Then There's This: Housing Chill

Defeat of Proposition 15 poses new challenges for city's affordability goals

Voters weren't persuaded.
Voters weren't persuaded.

"I hope you don't scold the electorate," housing advocate Frances Ferguson said, trying to strike a positive note as she summed up last week's ballot rejection of a $78.3 million affordable housing bond proposal. The disappointing loss – it was the only one of seven city bond propositions to fail – was a stunning reversal of the overwhelming support voters gave housing in the November 2006 bond election in a nonpresidential election year.

Ferguson, board president of nonprofit HousingWorks Austin, is much more forgiving of the 51% of voters who nixed Proposition 15 than some folks are.
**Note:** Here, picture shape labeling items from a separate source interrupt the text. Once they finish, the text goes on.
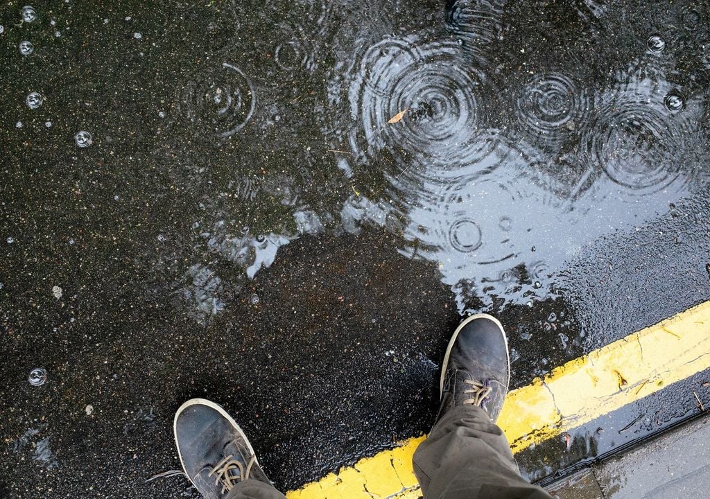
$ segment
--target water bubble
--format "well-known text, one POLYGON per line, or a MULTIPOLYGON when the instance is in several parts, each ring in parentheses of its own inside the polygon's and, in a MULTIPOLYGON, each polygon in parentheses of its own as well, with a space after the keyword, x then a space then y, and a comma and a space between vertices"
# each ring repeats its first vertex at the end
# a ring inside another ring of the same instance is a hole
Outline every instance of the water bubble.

Most of the negative votes were cast by people who live west of MoPac and areas far north and far south, while the majority of yes votes came from Central and East Austin. (Put another way, the voters who struck down housing were the same ones who heavily favored a new form of 10-1 district representation on City Council.)

True, calling Prop. 15 naysayers "heartless bastards" is counterproductive to the affordable housing cause, but a narrow, 2% loss is tough to accept, given that it means the virtual undoing of a program that would have provided funding for housing repairs for elderly home­owners, built a few thousand apartments and homes for low-income families, and provided permanent supportive housing services for veterans and individuals with disabilities. "Heartless bastards" sounds about right when one considers all the worthy projects that cratered as a result of this outcome.

Getting back to Ferguson's attempts to steer the conversation away from blaming voters, housing advocates have already begun to restrategize their community outreach efforts beyond Austin's central core before the next bond election, possibly in 2014. That, too, could be a daunting task with a governor's race on the ballot, along with the first City Council election under the 10-1 system.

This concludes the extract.